On the ground I had never thought much about the earth, but from the sky it was all I could see. We could have been on Mercury or the moon, some barren place that creatures had once inhabited but now were long gone. Not a single living thing stirred, and the ever-present grayish dust spiraled in thousands of eddies. I saw something that could have been a road, but it was decomposed and swallowed up on either side. The remains of a truck or a tank were scattered like bones nearby. In the copter it was drier even than on land, and I couldn’t lick my lips quick enough to keep them moist.

 

I knew if we could climb higher, I would see the silver pearls that dotted the planet’s surface and were all that remained of the great lakes and rivers. Enormous reservoirs, they held all the fresh water left on the planet. Canals, aqueducts, pipes, and pumping stations funneled every drop into their well-guarded steel and concrete basins. Humans had finally made the world to suit their purposes. Even the weather was under their control, and the sun, moon, and stars were sure to follow.

 

A chill made my bones ache and muscles shudder.

 

“There’s another blanket in the rear,” said Ulysses.

 

Will reached for it and handed it to me. I let it fall to my lap. “How do you know he’s there?” I asked.

 

“Don’t know for certain,” said Ulysses. The PELA mercenary who had told the pirates Kai was a prisoner of Bluewater had traded the information for his life. To him, Kai was just a boy and well worth the trade. PELA did the dirty work and asked no questions.

 

“So what’s your plan?” asked Will.

 

“The plan?” Ulysses chuckled. For the first time, I noticed that his clothes were ragged and torn. His unwashed hair and unshaved beard made him look like the older men in the gaming center. When he grinned, his crazed and cracked smile framed a handful of battered yellow teeth. But his brown eyes glittered like a promise. “Save the kid. Find the water. Get rich.”

 

“Seriously. Don’t you have a plan?” I asked.

 

Ulysses tried to look serious for a minute. “I thought you were the smart one,” he said. “Don’t you have a plan?”

 

“You can’t just fly into the Great Coast, shoot your way into Bluewater, and take Kai and his father,” I told him.

 

“Why not?”

 

“’Cause you can’t.
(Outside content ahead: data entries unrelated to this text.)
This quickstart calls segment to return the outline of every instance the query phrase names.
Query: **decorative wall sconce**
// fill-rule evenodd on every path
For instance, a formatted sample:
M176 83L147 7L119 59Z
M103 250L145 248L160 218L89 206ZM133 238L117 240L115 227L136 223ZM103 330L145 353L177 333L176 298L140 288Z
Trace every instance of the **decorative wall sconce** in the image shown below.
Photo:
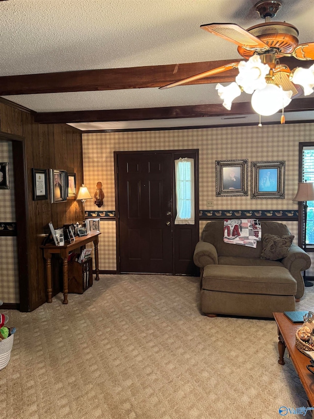
M94 203L96 205L98 208L100 208L104 203L104 198L105 198L105 194L103 191L103 184L101 182L98 182L96 185L97 190L95 193L94 197L95 201Z

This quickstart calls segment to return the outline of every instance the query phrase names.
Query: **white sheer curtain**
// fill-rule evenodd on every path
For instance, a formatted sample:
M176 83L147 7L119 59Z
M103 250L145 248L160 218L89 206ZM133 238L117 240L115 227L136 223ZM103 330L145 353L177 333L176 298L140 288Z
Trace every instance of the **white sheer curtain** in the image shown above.
M194 224L194 161L175 160L177 217L175 224Z

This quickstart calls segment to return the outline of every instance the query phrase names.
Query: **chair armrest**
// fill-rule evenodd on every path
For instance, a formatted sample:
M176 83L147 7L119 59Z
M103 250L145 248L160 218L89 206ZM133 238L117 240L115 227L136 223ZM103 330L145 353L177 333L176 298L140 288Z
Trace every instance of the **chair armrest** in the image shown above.
M199 242L195 246L193 260L200 268L204 268L207 265L218 265L216 248L207 242Z
M310 268L311 258L302 249L292 243L288 255L282 260L281 262L296 281L295 298L301 298L304 293L304 281L301 273Z

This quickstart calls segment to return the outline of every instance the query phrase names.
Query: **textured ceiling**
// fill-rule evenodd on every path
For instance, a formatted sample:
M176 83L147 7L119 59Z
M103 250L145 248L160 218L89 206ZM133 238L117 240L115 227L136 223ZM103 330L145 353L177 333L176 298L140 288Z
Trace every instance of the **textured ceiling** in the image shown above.
M200 25L233 22L246 28L262 23L255 11L256 2L257 0L1 1L0 76L232 61L240 58L236 46L202 30ZM314 41L314 1L282 2L283 7L275 20L296 26L300 43ZM220 102L215 85L211 84L165 90L131 89L4 97L38 112ZM242 94L239 100L247 101L248 98ZM121 127L109 124L110 129ZM122 125L128 128L126 123ZM99 123L96 129L99 125Z

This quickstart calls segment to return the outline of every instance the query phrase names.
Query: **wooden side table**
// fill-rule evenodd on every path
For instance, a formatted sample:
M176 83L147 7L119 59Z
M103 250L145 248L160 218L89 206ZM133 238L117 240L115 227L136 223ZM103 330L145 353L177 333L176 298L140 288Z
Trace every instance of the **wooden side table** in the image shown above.
M283 313L273 313L278 334L278 363L285 364L284 356L287 349L294 369L299 376L308 397L309 405L314 407L314 375L307 369L310 359L299 351L295 346L295 333L302 323L293 323ZM314 410L312 411L314 419Z
M67 304L68 301L68 257L69 253L72 251L78 248L81 250L85 245L91 242L94 243L95 251L95 266L96 269L96 278L99 280L99 261L98 259L99 236L100 232L89 233L86 236L76 237L75 241L71 243L65 243L63 246L56 246L49 243L45 246L40 246L44 250L44 257L45 261L46 272L47 278L47 303L52 303L52 282L51 257L53 253L57 253L62 258L62 276L63 280L63 304Z

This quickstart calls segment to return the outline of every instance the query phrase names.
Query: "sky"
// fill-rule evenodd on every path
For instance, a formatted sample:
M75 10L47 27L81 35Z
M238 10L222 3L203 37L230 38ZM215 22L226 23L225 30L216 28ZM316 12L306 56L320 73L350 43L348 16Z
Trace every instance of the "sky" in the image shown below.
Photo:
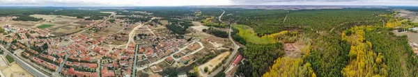
M0 0L0 6L418 6L418 0Z

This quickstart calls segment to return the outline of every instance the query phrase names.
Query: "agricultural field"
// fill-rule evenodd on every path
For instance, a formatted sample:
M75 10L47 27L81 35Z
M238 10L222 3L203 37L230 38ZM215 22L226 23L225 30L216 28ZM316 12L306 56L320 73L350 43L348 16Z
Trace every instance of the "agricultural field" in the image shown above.
M54 26L54 25L52 25L52 24L42 24L42 25L40 25L39 26L37 26L36 28L48 28L48 27L50 27L50 26Z
M6 21L0 22L0 26L10 25L23 28L30 28L38 25L38 22L22 22L22 21Z
M233 28L238 29L238 35L244 38L249 42L256 44L269 44L276 42L275 40L272 37L260 37L256 33L248 26L245 25L233 25Z
M212 60L209 60L208 62L206 62L202 65L200 65L199 67L199 69L200 70L199 74L201 76L207 76L208 74L206 72L201 72L201 71L203 71L206 67L208 68L208 71L213 71L213 69L216 69L217 67L219 67L221 63L222 62L222 61L225 60L226 58L228 57L228 55L229 55L230 54L231 54L231 52L229 52L229 51L224 52L224 53L218 55L217 56L215 57Z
They’ll kill you, for one thing.”

 

Ulysses scratched his beard. “Hmm. Need a better plan.”

 

The pilot interrupted with a question about their route, and he and Ulysses reviewed our position against a crinkled and torn map. We were flying low, and now there were the unmistakable signs of habitation: broken roads, scavenged vehicles, the ruins of concrete buildings, smashed and flat as if they had been crushed by a giant foot. But no people, and no other signs of life.

 

“The cities were the first to go,” said Ulysses, noticing that I was staring out the window.

 

“Why?”

 

“Most of them have no water. They piped it in from the country. There were riots and war.”

 

“The Great Panic.”

 

“Before that, even. The Panic came later. When the Canadians dammed the rivers and the last great polar cap melted.”

 

“They melted it for water,” said Will, who pushed himself forward so that he was practically sitting on my seat.

 

“It was already melting. The ice caps were retreating, and the sea did the rest.”

 

“Why didn’t anyone stop it?”

 

“They couldn’t. It happened too quickly, and it was too warm. Countries took what they could. But when the ice caps melted, all that water was wasted—it spilled into the sea and turned to salt. The aquifers had already dried up. The lakes had been drained or poisoned. All that was left were the rivers, and most of those were already dammed.”

 

“What about the rain?” I asked. “The sky.”